In 1886, Theodore Roosevelt was living in North Dakota. He had headed west to deal with the trauma and psychological beating of losing both his wife and mother on the same day, February 14, 1884. While there, he became a solid citizen that many believed had a future in government. Before the deaths, TR would have agreed, but for now he was content to master his sorrow on the back of a horse. For July 4th, he was asked to give a speech for the 4th of July celebration held on the frontier (before ND was a state).
I urge you to read it deeply. I have highlighted some parts that are particularly apt for our own times.
“I am particularly glad to have an opportunity of addressing you, my fellow citizens of Dakota, on the Fourth of July, because it always seems to me that those who dwell in a new territory, and whose actions therefore are peculiarly fruitful, for good and bad alike, in shaping the future, have in consequence peculiar responsibilities. But as you already know your rights and privileges so well, I am going to ask you to excuse me if I say a few words to you about your duties. Much has been given to us, and so, much will be expected of us; and we must take heed to use aright the gifts entrusted to our care.
The Declaration of independences derived its peculiar importance, not on accounts of what America was, but because of what she was to become; she shared with other nations the present, and she yielded to them the past, but it was felt in return that to her, and to her especially, belonged the future. It is the same with us here.

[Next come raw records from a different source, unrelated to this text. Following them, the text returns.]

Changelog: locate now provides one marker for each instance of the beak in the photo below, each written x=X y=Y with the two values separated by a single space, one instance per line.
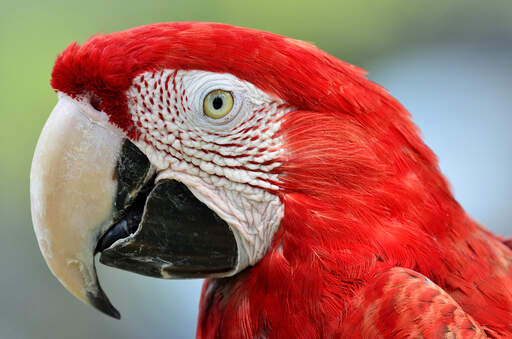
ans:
x=73 y=187
x=92 y=190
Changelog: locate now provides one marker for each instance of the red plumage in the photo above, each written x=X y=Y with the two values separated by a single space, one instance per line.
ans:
x=368 y=215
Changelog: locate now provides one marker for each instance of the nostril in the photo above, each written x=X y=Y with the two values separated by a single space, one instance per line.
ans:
x=95 y=102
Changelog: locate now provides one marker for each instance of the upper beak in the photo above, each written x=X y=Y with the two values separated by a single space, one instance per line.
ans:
x=92 y=190
x=72 y=187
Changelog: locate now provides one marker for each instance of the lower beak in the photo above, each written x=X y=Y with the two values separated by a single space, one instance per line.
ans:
x=72 y=188
x=92 y=190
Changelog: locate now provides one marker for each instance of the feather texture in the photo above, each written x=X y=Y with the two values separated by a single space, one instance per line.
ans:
x=372 y=242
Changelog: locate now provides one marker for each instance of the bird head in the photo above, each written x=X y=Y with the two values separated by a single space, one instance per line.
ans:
x=178 y=150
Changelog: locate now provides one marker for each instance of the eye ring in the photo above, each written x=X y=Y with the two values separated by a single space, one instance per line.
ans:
x=218 y=103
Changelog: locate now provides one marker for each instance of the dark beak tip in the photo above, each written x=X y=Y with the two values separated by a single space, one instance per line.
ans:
x=101 y=303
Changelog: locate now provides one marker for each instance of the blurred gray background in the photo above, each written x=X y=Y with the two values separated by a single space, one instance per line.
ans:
x=448 y=62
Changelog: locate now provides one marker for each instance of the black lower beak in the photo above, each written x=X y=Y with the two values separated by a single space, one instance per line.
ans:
x=166 y=232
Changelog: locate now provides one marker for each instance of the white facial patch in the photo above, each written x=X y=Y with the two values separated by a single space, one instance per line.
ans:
x=228 y=163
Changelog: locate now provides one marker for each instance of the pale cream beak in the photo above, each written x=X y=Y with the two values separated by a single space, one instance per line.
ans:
x=72 y=189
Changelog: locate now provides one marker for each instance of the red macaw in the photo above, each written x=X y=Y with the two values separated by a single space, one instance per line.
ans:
x=299 y=188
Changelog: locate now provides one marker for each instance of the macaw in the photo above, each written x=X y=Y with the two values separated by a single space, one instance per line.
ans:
x=298 y=188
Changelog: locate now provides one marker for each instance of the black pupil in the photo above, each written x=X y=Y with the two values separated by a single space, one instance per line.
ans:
x=217 y=102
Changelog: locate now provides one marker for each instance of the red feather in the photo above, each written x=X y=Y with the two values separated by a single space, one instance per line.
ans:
x=362 y=193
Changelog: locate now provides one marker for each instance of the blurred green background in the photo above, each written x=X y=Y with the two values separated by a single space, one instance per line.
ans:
x=449 y=62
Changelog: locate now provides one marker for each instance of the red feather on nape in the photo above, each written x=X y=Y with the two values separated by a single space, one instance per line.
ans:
x=299 y=73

We, grangers and cowboys alike, have opened a new land; and we are the pioneers, and as we shape the course of the stream near its head, our efforts have infinitely more effect, in bending it in any given direction. . . In other words, the first comers in a land can, by their individual efforts, do far more to channel our the course in which its history is to run than can those who come after them; and their labors, whether exercised on the side of evil or on the side of good, are far more effective than if they had remained in old settled communities.
So it is peculiarly incumbent on us here today so to act throughout our lives as to leave our children a heritage, for which we will received their blessing and not their curse. . . . If you fail to work in public life, as well as in private, for honesty and uprightness and virtue, if you condone vice because the vicious man is smart, or if you in any other way cast your weight on the scales in favor of evil, you are just so far corrupting and making less valuable the birthright of your children.. . . .

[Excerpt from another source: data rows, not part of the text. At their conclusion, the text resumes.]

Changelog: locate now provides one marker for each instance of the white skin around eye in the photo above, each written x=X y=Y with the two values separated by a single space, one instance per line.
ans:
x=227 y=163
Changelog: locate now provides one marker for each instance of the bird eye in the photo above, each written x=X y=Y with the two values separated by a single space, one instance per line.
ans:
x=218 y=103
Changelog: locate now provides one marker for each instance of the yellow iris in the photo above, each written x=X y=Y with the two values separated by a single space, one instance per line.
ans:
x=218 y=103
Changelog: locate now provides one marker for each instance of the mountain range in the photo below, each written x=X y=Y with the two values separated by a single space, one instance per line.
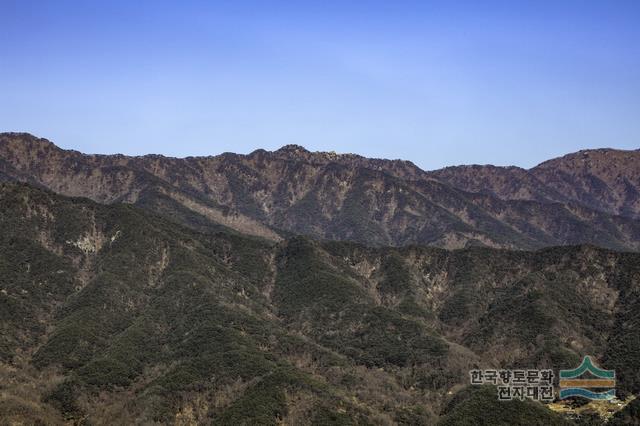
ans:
x=292 y=287
x=591 y=197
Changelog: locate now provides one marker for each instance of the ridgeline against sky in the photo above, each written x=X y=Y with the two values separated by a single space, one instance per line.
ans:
x=433 y=82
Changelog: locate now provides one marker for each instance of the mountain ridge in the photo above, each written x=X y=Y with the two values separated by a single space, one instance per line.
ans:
x=328 y=195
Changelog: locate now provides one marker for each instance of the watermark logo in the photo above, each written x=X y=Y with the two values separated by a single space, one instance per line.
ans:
x=517 y=384
x=587 y=380
x=600 y=385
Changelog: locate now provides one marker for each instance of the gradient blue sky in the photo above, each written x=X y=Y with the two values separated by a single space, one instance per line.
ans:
x=435 y=82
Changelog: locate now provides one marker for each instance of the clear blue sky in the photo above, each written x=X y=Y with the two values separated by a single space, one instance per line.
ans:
x=436 y=82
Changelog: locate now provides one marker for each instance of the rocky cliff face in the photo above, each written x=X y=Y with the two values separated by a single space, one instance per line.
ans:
x=348 y=197
x=606 y=180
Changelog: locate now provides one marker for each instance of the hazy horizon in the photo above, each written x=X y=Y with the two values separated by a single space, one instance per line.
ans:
x=435 y=83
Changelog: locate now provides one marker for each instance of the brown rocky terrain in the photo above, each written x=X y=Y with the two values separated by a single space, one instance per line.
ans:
x=348 y=197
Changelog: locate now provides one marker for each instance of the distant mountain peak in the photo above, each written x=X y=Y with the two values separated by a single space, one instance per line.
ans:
x=293 y=149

It is not what we have that will make us a great nation; it is the way in which we use it.
I do not undervalue for a moment our material prosperity; like all Americans, I like big things; big prairies, big forests and mountains, big wheat fields, railroads—and herds of cattle, too—big factories, steamboats, and everything else. But we must keep steadily in mind that no people were ever yet benefited by riches if their prosperity corrupted their virtue. It is of more importance that we should show our selves honest, brave, truthful, and intelligent, than that we should own all the railways and grain elevators in the world.
We have fallen heirs to the most glorious heritage a people ever received, and each one must do his part if we wish to show that the nations is worthy of its good fortune. Here we are not ruled over by others, as in the case of Europe; we rule ourselves. All American citizens, whether born here or elsewhere, whether of one creed or another, stand on the same footing; we welcome every honest immigrant no matter from what country he comes, provided only that he leaves off his former nationality, and remains neither Celt nor Saxon, neither Frenchman nor German, but becomes an American, desirous of fulfilling in good faith the duties of American citizenship.
When we this rule ourselves, we have the responsibilities of sovereigns, not of subjects. We must never exercise our rights either wickedly or thoughtlessly; we can continue to preserve them in but one possible way, by making the proper use of them. In a new portion of the country, especially here in the Far West, it is peculiarly important to do so; and on this day of all others, we ought soberly realize the weight of the responsibility that rests upon us. I am, myself, at heart as much a Westerner as an Easterner; I am proud, indeed, to be considered one of yourselves, and I address you in this rather solemn strain today, only because of my pride in you, and because your welfare, moral as well as material, so near my heart.
–Teddy Roosevelt, speech on July 4, 1886; from Hermann Hagedorn, Roosevelt in the Bad Lands. 1921 Referenced in David McCullough. Mornings on Horseback. New York: Simon & Schuster Paperbacks, 2001.